Altas doses de corticosteroides podem causar elevação da pressão arterial e retenção hidrossalina, assim como aumento da excreção de potássio. Esses efeitos ocorrem com menos frequência com os derivados sintéticos, exceto quando usados em altas doses. Deve ser considerada uma dieta com restrição a sal e suplementação de potássio. Todos os corticosteroides aumentam a excreção de cálcio.

Enquanto em tratamento com corticosteroides, os pacientes não deverão ser vacinados contra a varíola. Outros procedimentos de imunização não deverão ser realizados em pacientes recebendo corticosteroides, principalmente em altas doses, devido ao provável risco de complicações neurológicas e falta de resposta por anticorpos. Quando o corticosteroide estiver sendo utilizado como terapia de reposição (por exemplo, Doença de Addison), os procedimentos de imunização poderão ser realizados normalmente. Pacientes em uso de doses imunossupressoras de corticosteroides deverão ser alertados a evitar exposição a pessoas portadoras de varicela ou sarampo e, se forem expostas, deverão procurar orientação médica, principalmente no caso de

crianças.

O tratamento com corticosteroides em tuberculose ativa deverá ser restrito aos casos de tuberculose fulminante ou disseminada, nos quais o corticosteroide é usado em associação com um esquema antituberculoso apropriado.

Se os corticoides forem indicados em pacientes com tuberculose latente ou com reatividade a tuberculina, será necessária um observação cuidadosa, uma vez que poderá ocorrer reativação da doença.
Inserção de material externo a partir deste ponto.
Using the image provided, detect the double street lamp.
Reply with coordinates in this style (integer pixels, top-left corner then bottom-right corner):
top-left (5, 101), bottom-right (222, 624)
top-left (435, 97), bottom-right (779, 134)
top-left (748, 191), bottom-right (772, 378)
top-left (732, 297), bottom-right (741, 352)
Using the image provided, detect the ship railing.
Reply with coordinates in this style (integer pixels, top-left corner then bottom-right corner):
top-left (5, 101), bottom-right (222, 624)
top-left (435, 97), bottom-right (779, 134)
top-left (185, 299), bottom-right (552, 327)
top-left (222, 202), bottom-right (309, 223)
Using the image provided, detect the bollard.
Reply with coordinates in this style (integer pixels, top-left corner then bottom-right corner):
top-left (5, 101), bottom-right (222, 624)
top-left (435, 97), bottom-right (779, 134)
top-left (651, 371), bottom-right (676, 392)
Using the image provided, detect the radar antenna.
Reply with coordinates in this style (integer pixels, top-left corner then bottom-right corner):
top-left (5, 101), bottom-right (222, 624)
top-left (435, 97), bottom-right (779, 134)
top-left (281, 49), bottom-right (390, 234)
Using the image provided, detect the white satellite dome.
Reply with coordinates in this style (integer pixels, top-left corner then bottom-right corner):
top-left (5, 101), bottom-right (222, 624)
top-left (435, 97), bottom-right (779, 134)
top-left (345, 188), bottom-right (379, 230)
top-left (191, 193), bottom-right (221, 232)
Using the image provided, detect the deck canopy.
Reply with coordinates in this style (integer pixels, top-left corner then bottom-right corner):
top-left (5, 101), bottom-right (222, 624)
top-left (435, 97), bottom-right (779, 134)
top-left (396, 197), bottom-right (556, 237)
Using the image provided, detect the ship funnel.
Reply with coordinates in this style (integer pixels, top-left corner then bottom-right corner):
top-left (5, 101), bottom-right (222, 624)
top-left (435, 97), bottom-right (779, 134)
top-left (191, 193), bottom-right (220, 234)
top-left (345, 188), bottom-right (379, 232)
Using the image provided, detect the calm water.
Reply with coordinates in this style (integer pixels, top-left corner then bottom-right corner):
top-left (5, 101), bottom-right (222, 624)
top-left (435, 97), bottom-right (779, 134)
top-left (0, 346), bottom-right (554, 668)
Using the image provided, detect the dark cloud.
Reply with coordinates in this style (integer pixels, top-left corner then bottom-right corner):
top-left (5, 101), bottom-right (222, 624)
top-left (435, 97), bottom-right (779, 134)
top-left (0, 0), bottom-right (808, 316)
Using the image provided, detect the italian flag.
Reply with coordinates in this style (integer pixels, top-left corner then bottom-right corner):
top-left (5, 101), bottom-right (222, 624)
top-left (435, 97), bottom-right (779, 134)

Durante tratamento prolongado, estes pacientes deverão receber quimioprofilaxia. O uso de rifampicina no programa de quimiprofilaxia, devido ao seu efeito de estimulação da depuração dos glicocorticoides, poderá impor um reajuste na dose empregada.

A menor dose possível de corticoide deverá ser usada para controlar a condição sob tratamento. Quando a redução da dose for possível, deverá ser gradual.

Insuficiência adrenocortical secundária, induzida pelo medicamento, poderá resultar da retirada muito rápida do corticoide, podendo ser minimizada pela redução gradual da dose. Essa insuficiência poderá persistir por meses após a descontinuação do tratamento; portanto, se ocorrer estresse durante este período, a corticoterapia deverá ser reinstituída. Se o paciente já estiver recebendo corticosteroides, a dose deverá ser aumentada. Uma vez que a secreção mineralocorticoide pode estar prejudicada, devem ser administrados sal e/ou mineralocorticosteroides concomitantemente.

Os efeitos dos corticoides são aumentados em pacientes com hipotireoidismo e em pacientes com cirrose. Aconselha-se cautela ao se usar corticoides em pacientes com herpes simples ocular devido à possibilidade de perfuração da córnea.

Podem ocorrer transtornos psíquicos com a terapia corticosteroides. Os corticosteroides podem agravar instabilidade emocional ou tendências psicóticas pré-existentes.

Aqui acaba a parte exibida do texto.